Harvard has a rich history of about 390 years with multi-lying layers of social, cultural and political contexts subdued in its image. Originally Harvard College, around which Harvard University eventually grew was founded 1636 and since its inception a lot has changed in its demographic landscape. From being dominated primarily by Christian clergy to the current day diverse socio-cultural and ethnic student, professor and staff population. Observing this shift in body politic this project titled Paradoxical co-existence juxtaposes Harvard’s physical built environment with other institutional complexes in diverse heterogeneous contexts. In a series of illustrations on plexi glass angled and framed at the ‘power structures’ of the Yard namely the church, the Library, Hostel and classrooms the project overlays the existing framework through the medium of the sketch and compares it or rather collocates it in a different setting. The church superimposed with the analogous global identities as the temple/mosque and the library to the Gurukul/Madrasa symbolizes a strategic point of view, giving the observer an option to switch between the foreground and the background tying back to create an ephemeral 4th dimension in the mind of the viewer thus enabling the participant to potentially escape the innate background of distinctive western pedagogy and archetypes. The project aims to visit the landscape of the yard from the point of view of Harvard’s newly endorsed ethnocultural population side by side studying the dichotomy of institutional architecture in varied contexts.
Work produced as a part of the Interdisciplinary art and design practices course at Harvard Graduate school of design(2016).
 Photo of church overlaid with a temple
Diversity—racial, ethnic, or geographic—was often not a word used to describe Harvard College during its first few centuries. In 1922, former Harvard President Abbott Lawrence Lowell ’77 proposed a quota capping Jewish students’ enrollment at 15 percent of the class. The incoming freshman class in 1950 had just four black students, and it wasn’t until 1970 that administrators undertook “the great experiment” to eventually make the Harvard housing system co-ed. Tracing further back in the pages of history the following law of the Dunster code presents a vivid picture whereby the use of a student’s mother tongue was probably prohibited and perhaps so much might be effected by law. As per a latest survey by Harvard colleges admissions and financial aid department the school boasts of 47.6% dominantly white population but the majority of the rest is an agglomeration of various other ethnicity’s.
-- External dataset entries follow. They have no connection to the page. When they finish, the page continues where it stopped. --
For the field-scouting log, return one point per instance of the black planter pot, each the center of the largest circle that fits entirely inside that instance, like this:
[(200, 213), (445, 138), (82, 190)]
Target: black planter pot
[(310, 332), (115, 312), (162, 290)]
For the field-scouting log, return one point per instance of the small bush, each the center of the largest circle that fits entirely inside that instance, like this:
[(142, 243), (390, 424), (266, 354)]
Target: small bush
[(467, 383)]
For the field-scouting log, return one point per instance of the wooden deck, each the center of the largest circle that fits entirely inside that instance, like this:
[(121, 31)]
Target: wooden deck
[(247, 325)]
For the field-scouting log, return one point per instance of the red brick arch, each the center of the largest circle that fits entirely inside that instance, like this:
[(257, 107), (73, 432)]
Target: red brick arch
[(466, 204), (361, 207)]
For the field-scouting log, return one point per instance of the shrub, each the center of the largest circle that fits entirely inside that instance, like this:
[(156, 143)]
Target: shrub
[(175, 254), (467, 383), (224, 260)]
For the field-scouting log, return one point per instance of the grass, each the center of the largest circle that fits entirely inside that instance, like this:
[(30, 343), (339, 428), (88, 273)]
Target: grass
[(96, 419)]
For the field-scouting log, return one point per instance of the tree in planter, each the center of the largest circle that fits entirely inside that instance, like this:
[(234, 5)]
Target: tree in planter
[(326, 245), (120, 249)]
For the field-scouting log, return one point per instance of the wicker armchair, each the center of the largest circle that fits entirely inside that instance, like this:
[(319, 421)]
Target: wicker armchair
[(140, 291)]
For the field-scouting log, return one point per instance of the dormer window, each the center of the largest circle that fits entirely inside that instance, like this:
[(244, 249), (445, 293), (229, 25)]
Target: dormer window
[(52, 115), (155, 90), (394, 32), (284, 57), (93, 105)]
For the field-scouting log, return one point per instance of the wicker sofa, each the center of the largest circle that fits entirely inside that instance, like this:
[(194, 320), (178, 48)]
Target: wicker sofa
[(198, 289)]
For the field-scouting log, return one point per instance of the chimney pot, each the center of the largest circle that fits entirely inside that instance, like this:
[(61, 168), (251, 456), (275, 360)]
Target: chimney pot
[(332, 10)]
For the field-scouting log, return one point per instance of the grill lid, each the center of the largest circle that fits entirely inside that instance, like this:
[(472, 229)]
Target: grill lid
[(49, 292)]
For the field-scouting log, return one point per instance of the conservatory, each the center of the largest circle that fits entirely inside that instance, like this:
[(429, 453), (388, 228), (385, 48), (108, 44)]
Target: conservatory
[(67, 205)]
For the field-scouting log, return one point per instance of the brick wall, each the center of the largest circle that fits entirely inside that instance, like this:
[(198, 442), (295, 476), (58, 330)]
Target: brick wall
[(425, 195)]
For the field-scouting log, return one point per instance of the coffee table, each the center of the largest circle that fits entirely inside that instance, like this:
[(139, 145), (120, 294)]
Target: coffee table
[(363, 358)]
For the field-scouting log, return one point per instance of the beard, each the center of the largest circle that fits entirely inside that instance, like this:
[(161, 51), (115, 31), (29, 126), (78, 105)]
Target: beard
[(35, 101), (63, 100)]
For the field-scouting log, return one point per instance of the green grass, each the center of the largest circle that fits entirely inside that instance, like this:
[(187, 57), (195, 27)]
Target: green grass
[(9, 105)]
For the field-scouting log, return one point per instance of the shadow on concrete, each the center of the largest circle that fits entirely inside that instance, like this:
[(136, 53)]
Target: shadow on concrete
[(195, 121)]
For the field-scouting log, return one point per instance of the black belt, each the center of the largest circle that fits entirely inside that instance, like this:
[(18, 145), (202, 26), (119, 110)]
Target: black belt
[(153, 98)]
In the wake of this shift in demographics of the university it becomes important to question the predominantly western built typology and pedagogy of the university. Does the Church hold the same meaning to an outsider? Is it necessary to recognize other symbolism's corresponding to the image of religion or education? One of the ways to epitomize religion and teaching is architecture. The corresponding built form supports and demonstrates the underlying principles of the metaphysical religion. The relationship between the two create an intangible language creating a meeting point of the natural with the supernatural. Therefore, it can be assumed that if there is an amendment or radical shift in the practice of a certain religion or education it also effects the architecture of the space.
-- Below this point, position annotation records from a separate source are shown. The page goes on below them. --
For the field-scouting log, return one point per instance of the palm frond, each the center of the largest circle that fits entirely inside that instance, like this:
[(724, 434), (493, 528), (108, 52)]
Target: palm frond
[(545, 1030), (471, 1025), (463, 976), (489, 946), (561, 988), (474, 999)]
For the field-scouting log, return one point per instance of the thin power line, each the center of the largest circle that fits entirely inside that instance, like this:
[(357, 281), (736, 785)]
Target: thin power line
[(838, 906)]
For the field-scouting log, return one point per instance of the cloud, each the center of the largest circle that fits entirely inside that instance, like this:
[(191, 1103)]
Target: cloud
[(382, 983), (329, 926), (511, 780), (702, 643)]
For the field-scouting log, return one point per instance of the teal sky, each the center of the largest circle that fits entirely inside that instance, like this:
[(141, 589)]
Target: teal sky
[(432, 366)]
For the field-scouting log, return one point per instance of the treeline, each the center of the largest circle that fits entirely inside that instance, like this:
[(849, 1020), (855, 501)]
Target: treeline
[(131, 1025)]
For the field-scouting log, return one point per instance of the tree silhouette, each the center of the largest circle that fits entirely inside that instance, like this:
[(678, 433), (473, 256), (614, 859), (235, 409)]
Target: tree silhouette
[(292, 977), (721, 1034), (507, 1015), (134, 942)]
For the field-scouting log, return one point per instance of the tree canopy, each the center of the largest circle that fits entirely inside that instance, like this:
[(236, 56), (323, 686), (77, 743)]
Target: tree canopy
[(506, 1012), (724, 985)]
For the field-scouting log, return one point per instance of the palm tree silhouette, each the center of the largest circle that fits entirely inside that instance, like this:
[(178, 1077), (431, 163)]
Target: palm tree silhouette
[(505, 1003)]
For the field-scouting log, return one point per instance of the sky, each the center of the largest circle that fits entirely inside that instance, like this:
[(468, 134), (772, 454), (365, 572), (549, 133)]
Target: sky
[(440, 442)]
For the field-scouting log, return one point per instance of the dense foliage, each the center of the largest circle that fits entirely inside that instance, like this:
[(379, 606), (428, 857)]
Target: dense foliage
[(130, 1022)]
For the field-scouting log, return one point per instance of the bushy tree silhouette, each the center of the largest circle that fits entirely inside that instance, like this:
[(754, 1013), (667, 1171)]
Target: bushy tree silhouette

This highlights 3 main concerns:

•Built forms tangible expression of intangible features of culture.
•They play a communicative role conveying meanings between groups, or individuals between groups.
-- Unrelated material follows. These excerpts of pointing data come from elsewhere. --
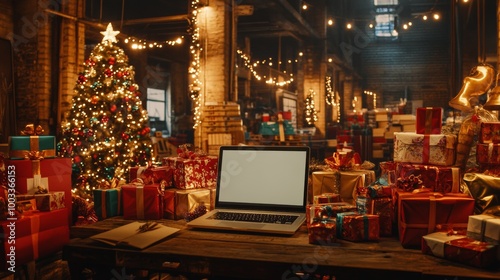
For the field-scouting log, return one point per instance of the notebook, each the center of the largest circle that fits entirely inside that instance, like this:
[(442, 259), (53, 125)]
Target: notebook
[(270, 181)]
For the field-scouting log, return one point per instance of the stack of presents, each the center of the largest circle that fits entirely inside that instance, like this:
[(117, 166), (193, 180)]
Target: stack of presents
[(181, 187), (428, 197), (35, 199)]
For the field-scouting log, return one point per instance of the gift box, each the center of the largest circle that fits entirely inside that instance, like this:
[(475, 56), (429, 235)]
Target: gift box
[(25, 147), (198, 172), (381, 206), (273, 128), (323, 182), (489, 133), (152, 174), (36, 236), (434, 149), (484, 228), (487, 154), (443, 179), (142, 202), (485, 189), (379, 188), (318, 212), (353, 226), (429, 120), (459, 248), (322, 232), (50, 201), (326, 198), (177, 203), (354, 183), (422, 213), (107, 202), (346, 183), (54, 172)]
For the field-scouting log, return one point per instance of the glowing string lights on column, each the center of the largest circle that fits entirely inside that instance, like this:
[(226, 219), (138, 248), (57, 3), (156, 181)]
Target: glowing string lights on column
[(311, 112), (194, 69)]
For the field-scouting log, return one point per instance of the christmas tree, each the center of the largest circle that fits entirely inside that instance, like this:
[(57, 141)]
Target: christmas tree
[(106, 131)]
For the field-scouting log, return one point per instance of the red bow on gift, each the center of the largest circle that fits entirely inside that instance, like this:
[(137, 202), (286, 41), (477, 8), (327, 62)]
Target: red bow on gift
[(343, 160), (188, 152)]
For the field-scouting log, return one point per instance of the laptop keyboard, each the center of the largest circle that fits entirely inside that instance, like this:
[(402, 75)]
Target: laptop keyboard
[(254, 217)]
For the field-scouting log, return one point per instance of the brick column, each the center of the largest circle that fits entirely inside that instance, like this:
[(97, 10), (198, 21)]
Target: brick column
[(217, 26), (72, 55)]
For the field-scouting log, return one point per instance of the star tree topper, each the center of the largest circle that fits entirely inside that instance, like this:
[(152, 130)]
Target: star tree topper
[(110, 34)]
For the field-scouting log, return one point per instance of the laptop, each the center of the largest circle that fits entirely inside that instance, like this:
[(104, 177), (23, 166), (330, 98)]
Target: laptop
[(259, 189)]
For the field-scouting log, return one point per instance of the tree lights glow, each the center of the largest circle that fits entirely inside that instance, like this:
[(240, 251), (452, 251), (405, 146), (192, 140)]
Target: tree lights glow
[(106, 130)]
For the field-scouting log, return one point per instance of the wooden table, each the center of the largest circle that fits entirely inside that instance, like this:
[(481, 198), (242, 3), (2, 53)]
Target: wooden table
[(200, 254)]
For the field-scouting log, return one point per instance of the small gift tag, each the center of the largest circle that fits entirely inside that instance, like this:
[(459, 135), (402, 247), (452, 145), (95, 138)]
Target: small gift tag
[(38, 184)]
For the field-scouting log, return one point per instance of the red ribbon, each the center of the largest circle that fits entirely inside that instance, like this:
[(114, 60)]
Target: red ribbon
[(426, 148)]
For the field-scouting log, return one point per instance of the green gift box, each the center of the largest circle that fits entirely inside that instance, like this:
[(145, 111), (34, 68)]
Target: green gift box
[(107, 203), (21, 147)]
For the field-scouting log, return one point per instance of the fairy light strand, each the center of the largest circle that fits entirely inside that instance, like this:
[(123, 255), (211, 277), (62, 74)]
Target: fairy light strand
[(194, 69)]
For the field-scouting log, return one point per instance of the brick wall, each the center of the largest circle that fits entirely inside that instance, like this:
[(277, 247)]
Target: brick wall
[(72, 56), (6, 23)]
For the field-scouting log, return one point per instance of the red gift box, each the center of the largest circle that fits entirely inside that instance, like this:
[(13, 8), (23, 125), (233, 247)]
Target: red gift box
[(322, 232), (318, 212), (198, 172), (429, 120), (441, 179), (326, 198), (177, 203), (489, 133), (152, 174), (142, 202), (358, 227), (35, 236), (435, 149), (422, 213), (460, 249), (488, 154), (381, 206), (55, 171)]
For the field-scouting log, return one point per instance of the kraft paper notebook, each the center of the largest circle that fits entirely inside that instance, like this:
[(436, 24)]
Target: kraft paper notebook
[(131, 235)]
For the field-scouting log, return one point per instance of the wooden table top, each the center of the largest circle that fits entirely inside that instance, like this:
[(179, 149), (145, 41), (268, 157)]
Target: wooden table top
[(264, 256)]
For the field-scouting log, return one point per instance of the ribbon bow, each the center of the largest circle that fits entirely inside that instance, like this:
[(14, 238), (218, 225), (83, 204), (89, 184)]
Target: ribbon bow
[(30, 129), (343, 161)]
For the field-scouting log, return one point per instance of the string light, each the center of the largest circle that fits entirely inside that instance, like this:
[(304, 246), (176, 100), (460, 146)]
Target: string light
[(141, 44), (311, 112), (374, 95), (252, 65), (194, 69)]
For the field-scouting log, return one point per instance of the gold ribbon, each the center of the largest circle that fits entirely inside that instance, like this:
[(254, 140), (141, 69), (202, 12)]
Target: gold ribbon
[(428, 120), (35, 228), (30, 129), (103, 205)]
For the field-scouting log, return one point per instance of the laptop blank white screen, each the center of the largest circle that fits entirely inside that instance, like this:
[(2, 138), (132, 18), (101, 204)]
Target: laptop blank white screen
[(273, 177)]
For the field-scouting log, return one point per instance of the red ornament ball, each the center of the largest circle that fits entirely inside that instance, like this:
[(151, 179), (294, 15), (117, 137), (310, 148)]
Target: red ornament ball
[(77, 159), (82, 79)]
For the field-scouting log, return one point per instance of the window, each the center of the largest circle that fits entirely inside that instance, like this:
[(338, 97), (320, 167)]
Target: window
[(157, 106), (385, 18)]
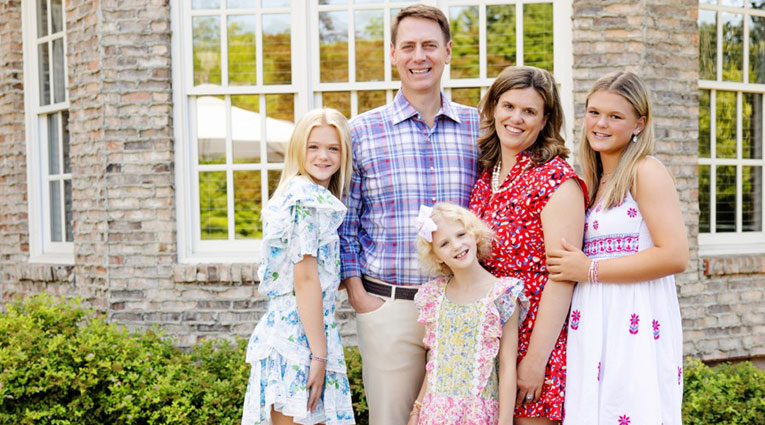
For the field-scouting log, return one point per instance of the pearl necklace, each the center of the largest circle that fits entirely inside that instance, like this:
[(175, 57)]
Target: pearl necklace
[(495, 177)]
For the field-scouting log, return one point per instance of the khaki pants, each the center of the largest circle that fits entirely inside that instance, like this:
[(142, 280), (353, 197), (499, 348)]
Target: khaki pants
[(393, 359)]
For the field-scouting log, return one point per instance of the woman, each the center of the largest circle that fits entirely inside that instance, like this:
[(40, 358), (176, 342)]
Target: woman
[(531, 198)]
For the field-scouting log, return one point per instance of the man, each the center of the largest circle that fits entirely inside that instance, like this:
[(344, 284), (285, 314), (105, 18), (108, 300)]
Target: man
[(418, 150)]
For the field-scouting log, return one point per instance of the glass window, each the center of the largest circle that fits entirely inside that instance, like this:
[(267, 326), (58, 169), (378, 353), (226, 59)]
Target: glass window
[(50, 186), (730, 156), (256, 66)]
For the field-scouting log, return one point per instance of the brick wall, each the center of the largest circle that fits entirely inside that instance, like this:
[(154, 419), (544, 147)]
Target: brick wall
[(122, 151)]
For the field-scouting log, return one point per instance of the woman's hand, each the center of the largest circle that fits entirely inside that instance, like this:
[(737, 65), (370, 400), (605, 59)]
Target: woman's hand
[(531, 376), (315, 382), (568, 264)]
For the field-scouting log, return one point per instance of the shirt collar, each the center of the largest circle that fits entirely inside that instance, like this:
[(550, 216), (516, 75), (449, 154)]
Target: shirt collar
[(402, 110)]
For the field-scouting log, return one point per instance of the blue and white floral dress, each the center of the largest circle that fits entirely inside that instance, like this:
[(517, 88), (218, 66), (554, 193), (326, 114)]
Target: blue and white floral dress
[(302, 220)]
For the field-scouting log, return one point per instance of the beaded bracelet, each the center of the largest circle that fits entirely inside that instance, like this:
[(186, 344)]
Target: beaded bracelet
[(318, 358)]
•Built forms act to reaffirm systems of meaning and the values of a group whether these meanings be cosmological, political, social etc
Photo of Birch tree overlaid with Monestry
Photo of University hall overlaid with chinese temple
The true nature of this exercise is to create a seemingly absurd juxtaposition of power structures in the same frame one ephemeral to view and the other concretized. The work involves the viewer to stand at specific locations in the yard to experience the combined effect of the tangible with the intangible. The manifestation results in a curated walk starting from the steps of the Widener library viewing the church continuing to the middle of the yard viewing Widener and University hall and eventually ending at where a Birch tree was planted by his holiness Dalai Lama at the northern end of the Yard adjacent to Thayer hall. The sketches on clear plexi-glass use the fervent image of the University buildings as a transient canvas almost creating a sense of Phantasmagoria. These handheld vignettes act
almost as a cultural filter of the eye contrasting to the photographic filters we use in our phones to capture memory. This method can also be envisioned as a physical installation on parts of the yard framed for view from a particular angle propagating the viewers to stop and adjust their vision to find symmetry in the landscape in order to overlap the image on the sketch to the buildings in the backdrop. It is advised to close one eye and view the pieces as that enhances the focus of the eye making it easier to clearly see the result of the overlay.


Viewer holds up the sketch to align to her vision.